談話
改正国民投票法の成立に対する書記長談話
6月11日、憲法改正手続きを定めた「日本国憲法の改正手続に関する法律(以下、国民投票法)」の改正案が参議院本会議で可決・成立した。本改正案は、16年の公職選挙法改正の内容を国民投票法にも適用するとして与党が提出したもので、7項目について検討されてきたが、他にも十分議論されていない課題が多く残されたままである。
改正案には、従来から課題とされていたテレビやラジオのCMやインターネット広告への規制のあり方等について、3年を目途に課題を検討し、必要な法制上の措置を講ずるものとした附則が盛り込まれることとなった。この附則は法的拘束力を持つことから、国民投票法について検討を続けることが義務付けられたと言える。同時に、附則がついたことで、この法が未だ欠陥法だということが明らかとなった。

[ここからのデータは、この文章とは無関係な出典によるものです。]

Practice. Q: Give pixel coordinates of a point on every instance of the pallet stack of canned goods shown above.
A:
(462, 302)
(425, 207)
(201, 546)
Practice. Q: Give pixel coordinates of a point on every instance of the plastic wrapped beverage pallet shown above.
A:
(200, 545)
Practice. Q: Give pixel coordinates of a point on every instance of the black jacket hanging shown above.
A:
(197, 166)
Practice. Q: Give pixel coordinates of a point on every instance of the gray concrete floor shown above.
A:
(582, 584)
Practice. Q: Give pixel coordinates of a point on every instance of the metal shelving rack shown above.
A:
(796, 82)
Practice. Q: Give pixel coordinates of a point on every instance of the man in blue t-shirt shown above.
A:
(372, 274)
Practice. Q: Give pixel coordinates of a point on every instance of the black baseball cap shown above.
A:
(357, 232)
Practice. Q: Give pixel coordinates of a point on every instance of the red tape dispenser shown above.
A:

さらに、過半数の算定基礎を有効投票数としていること、憲法改正に対する有権者の意思が十分に反映されたと評価できる最低投票率が定められていないこと等の課題も残されている。公務員に対する規制については、14年改正時に地位利用を除いて見送られているが、先進国では広く認められている公務員の政治活動を不当に制限していることは断じて容認できるものではない。国民投票運動は、憲法上、最大限保障されるべきであり、公務員についても原則自由とされるべきである。
今後、憲法審査会では、各会派とも議論を続けていくとしているものの、与党や一部野党は、改憲の議論を並行して行うことを主張している。積み残された課題について検討が尽くされ、修正がなされない限り、憲法本体の論議が優先されるべきではない。
日教組は、憲法改悪の動きに対し、憲法の理念を守り戦争をさせないため、平和フォーラムや戦争をさせない1000人委員会等と連携し、より広範な運動を展開する。そして、政権交代をめざし、次の解散総選挙での勝利にむけたとりくみを強化する。